Friedman wrote (Free to Choose, p. 38) that there’s no such thing as a free lunch. He was right. But he also wrote that citizens have the right to know who’s paying for whose lunch. The French are paying for Europe’s energy lunch. They don’t know it. Nobody told them. And every time an economist or politician says so, they’re told that “challenging the single market would be catastrophic.”
Perhaps. But the opposite also deserves examination: is a single market that punishes its most virtuous member viable in the long run?
What Must Be Done
I’m an economist. Diagnoses without prescriptions don’t interest me. Here are four measures. None is easy. All are necessary.
One. Establish a Contract for Difference on French nuclear at 65 euros per megawatt-hour — the true full cost. When the market price exceeds 65 euros, EDF returns the difference to the state. When it falls below, the state compensates. The French consumer pays the real cost of their electricity. Not the price of Bavarian gas, not an artificially low tariff funded by debt. The true price.

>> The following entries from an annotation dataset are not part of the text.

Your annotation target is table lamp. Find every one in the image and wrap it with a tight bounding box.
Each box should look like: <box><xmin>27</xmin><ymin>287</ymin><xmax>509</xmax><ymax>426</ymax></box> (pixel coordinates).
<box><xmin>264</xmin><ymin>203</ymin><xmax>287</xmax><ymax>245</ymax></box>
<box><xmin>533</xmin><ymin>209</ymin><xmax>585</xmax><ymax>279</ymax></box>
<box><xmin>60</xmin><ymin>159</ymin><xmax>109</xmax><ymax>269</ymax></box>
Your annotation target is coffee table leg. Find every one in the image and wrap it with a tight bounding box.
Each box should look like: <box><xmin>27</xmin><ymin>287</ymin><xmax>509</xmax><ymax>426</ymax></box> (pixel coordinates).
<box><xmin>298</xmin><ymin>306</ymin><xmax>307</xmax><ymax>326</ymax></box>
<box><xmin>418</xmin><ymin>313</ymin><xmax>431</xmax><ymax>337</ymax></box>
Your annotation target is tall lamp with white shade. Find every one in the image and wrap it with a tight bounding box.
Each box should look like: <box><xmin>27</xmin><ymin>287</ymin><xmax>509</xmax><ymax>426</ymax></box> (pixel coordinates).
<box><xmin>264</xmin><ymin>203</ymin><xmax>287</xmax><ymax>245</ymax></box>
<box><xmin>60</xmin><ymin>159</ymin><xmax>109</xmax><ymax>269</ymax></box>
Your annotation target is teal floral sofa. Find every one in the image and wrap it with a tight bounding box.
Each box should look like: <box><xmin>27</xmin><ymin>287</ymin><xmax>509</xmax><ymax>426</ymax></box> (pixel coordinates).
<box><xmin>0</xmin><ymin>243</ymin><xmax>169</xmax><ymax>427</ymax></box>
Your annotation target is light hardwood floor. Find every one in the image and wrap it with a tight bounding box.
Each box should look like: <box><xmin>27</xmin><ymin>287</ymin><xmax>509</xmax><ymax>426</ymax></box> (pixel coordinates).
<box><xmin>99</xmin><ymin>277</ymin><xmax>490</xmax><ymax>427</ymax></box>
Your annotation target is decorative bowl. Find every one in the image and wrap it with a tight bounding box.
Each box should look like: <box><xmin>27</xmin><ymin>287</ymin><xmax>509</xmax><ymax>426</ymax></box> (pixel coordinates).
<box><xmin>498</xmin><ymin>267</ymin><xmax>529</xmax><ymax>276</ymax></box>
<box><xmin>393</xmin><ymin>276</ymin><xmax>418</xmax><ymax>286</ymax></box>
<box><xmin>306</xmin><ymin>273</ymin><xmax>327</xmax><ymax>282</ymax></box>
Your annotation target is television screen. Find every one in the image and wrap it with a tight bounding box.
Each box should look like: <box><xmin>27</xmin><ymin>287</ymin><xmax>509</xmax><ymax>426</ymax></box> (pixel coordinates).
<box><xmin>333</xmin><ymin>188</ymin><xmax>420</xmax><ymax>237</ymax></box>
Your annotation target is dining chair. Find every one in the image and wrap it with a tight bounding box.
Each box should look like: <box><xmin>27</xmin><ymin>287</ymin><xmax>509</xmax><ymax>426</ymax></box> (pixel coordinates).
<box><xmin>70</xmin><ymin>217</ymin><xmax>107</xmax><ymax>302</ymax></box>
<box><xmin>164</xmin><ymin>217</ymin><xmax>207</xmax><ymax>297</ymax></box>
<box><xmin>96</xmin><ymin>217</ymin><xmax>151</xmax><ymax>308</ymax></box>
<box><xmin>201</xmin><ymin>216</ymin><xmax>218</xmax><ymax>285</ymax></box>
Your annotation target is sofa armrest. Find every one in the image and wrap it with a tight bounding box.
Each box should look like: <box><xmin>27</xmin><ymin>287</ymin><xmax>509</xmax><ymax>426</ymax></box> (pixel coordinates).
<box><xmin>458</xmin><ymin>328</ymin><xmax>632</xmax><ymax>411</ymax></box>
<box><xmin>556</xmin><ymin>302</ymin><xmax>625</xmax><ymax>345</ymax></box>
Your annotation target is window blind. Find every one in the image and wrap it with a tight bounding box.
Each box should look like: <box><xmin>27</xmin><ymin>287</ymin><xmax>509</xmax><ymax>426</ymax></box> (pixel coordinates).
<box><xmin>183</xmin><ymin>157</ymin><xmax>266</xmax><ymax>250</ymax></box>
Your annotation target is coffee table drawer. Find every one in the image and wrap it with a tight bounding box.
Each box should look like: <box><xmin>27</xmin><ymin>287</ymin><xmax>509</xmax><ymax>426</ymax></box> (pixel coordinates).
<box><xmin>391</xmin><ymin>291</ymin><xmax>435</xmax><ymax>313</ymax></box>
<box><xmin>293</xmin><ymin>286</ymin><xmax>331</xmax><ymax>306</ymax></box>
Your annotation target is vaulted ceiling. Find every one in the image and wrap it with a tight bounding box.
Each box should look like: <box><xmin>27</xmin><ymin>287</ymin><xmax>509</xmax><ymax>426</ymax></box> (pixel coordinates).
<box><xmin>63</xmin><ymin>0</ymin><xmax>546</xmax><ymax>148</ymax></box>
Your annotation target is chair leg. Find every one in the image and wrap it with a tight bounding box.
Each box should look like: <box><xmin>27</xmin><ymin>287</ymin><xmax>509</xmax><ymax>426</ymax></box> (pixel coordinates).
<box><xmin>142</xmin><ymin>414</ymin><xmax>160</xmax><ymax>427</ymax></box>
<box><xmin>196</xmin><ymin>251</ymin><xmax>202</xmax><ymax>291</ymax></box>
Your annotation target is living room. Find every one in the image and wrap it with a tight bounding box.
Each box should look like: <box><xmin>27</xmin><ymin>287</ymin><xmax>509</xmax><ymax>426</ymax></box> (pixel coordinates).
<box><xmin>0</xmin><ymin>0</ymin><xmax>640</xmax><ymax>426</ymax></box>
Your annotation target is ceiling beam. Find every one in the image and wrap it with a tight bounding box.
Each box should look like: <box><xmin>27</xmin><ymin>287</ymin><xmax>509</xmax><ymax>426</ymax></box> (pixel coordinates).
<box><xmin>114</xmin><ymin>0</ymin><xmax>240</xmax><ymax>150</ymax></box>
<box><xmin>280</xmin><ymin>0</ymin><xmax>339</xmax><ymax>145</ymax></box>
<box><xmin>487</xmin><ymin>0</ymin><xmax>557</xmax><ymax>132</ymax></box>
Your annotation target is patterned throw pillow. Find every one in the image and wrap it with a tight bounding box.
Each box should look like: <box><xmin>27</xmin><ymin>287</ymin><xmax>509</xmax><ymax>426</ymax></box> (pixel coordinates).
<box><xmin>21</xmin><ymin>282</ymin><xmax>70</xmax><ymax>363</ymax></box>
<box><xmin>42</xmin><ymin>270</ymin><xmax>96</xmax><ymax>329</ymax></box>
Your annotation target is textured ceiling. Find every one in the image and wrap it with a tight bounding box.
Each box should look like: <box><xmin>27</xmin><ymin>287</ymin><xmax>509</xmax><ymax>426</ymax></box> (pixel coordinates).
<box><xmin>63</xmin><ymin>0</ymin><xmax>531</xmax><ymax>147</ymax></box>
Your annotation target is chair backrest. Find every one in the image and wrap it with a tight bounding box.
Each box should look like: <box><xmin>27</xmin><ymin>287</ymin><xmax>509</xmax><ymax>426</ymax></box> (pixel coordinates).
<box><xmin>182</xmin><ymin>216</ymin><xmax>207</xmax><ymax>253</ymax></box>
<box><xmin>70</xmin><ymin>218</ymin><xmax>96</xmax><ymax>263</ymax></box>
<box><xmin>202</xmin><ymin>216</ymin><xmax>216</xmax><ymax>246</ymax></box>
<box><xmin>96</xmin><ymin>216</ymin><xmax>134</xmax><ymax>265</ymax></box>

Two. End any ARENH-type mechanism. If alternative suppliers want to exist, let them invest in generation. Not one euro of nuclear rent to those who have built nothing. The French electricity market must reward producers, not intermediaries.

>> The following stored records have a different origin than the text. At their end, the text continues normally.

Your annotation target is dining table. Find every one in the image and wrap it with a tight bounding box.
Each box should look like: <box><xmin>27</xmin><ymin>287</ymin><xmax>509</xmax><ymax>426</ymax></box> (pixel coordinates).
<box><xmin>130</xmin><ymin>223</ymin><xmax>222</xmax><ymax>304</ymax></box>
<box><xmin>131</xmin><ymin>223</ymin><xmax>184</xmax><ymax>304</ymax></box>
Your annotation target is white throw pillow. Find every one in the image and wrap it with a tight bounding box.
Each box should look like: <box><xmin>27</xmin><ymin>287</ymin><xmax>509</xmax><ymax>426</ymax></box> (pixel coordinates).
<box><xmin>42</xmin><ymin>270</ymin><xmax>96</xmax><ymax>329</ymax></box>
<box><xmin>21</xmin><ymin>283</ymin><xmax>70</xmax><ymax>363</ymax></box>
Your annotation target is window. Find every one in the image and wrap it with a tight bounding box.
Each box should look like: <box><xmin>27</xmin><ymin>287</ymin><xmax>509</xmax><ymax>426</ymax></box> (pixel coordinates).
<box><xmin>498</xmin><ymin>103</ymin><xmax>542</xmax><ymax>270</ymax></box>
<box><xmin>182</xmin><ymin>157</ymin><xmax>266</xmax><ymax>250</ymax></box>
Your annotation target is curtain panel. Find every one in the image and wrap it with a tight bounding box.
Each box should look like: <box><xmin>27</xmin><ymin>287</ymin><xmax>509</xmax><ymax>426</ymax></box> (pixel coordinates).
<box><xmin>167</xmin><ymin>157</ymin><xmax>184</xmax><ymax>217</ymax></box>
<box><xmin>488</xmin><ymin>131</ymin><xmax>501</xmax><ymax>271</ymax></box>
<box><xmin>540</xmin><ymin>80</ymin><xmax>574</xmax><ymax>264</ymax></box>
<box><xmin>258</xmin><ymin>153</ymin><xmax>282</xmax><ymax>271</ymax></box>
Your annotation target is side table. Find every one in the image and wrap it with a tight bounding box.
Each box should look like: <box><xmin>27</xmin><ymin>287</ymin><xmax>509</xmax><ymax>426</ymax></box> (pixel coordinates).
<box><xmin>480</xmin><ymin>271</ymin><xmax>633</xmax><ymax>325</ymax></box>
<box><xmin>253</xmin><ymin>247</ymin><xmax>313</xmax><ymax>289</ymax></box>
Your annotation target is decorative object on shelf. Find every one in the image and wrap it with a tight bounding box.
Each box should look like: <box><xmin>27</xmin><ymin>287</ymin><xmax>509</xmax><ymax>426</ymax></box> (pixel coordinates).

Three. Negotiate a dual market in Brussels. France stays integrated into the European market for cross-border exchanges and balancing. But the domestic price is decoupled from the continental merit order and set by national production cost. Spain and Portugal obtained an Iberian exception in 2022 — the mechanism capped the gas price in electricity price formation. France can obtain the equivalent. If it asks.
Four. Redirect renewable subsidies towards storage and flexibility. France doesn’t need more intermittent megawatts. It needs batteries, pumped-storage hydro, hydrogen. Every euro spent on wind turbines in a country that is 70% nuclear is a euro not funding the real problem: peak management and transport electrification.
I know what I’ll be told. Socrate asked it during the debate, and the question deserves an honest answer: if France decouples its domestic price from the European market, what becomes of the single energy market? I don’t have a complete answer. Perhaps the single energy market, as designed, doesn’t deserve to survive in its current form. Perhaps a market that systematically transfers the costs of German choices onto French consumers isn’t a market — it’s a tribute.
But I concede the question is open. An honest economist doesn’t claim decoupling would have no consequences. He claims the current coupling has consequences we refuse to count.
Back to our baker in Rennes. He gets up at four in the morning. He turns on his oven. The meter runs. He produces three hundred baguettes. He pays for his electricity at the price of liquefied gas unloaded in Rotterdam, shipped to Bavaria, burned in a Siemens turbine, to compensate for the shutdown of nuclear plants decided by a parliament in which he has no representative.
His oven runs on French nuclear electricity. Produced sixty kilometres away. By an amortised plant. At a real cost of 60 to 70 euros per megawatt-hour.
He pays 275.
Frédéric Bastiat published What Is Seen and What Is Not Seen in July 1850. He died five months later, at forty-nine, too young to see his distinction’s posterity. One hundred and seventy-six years on, his principle hasn’t aged a day. What we see is the bill. What we don’t see is the system that produced it — the merit order that aligns the virtuous with the wasteful, the ARENH that rewards the parasite, the subsidies that fund the unnecessary, the political pact that turned a competitive advantage into continental charity.
The baker sees none of it. He sees a number at the bottom of his bill. And he wonders why he gets up at four in the morning.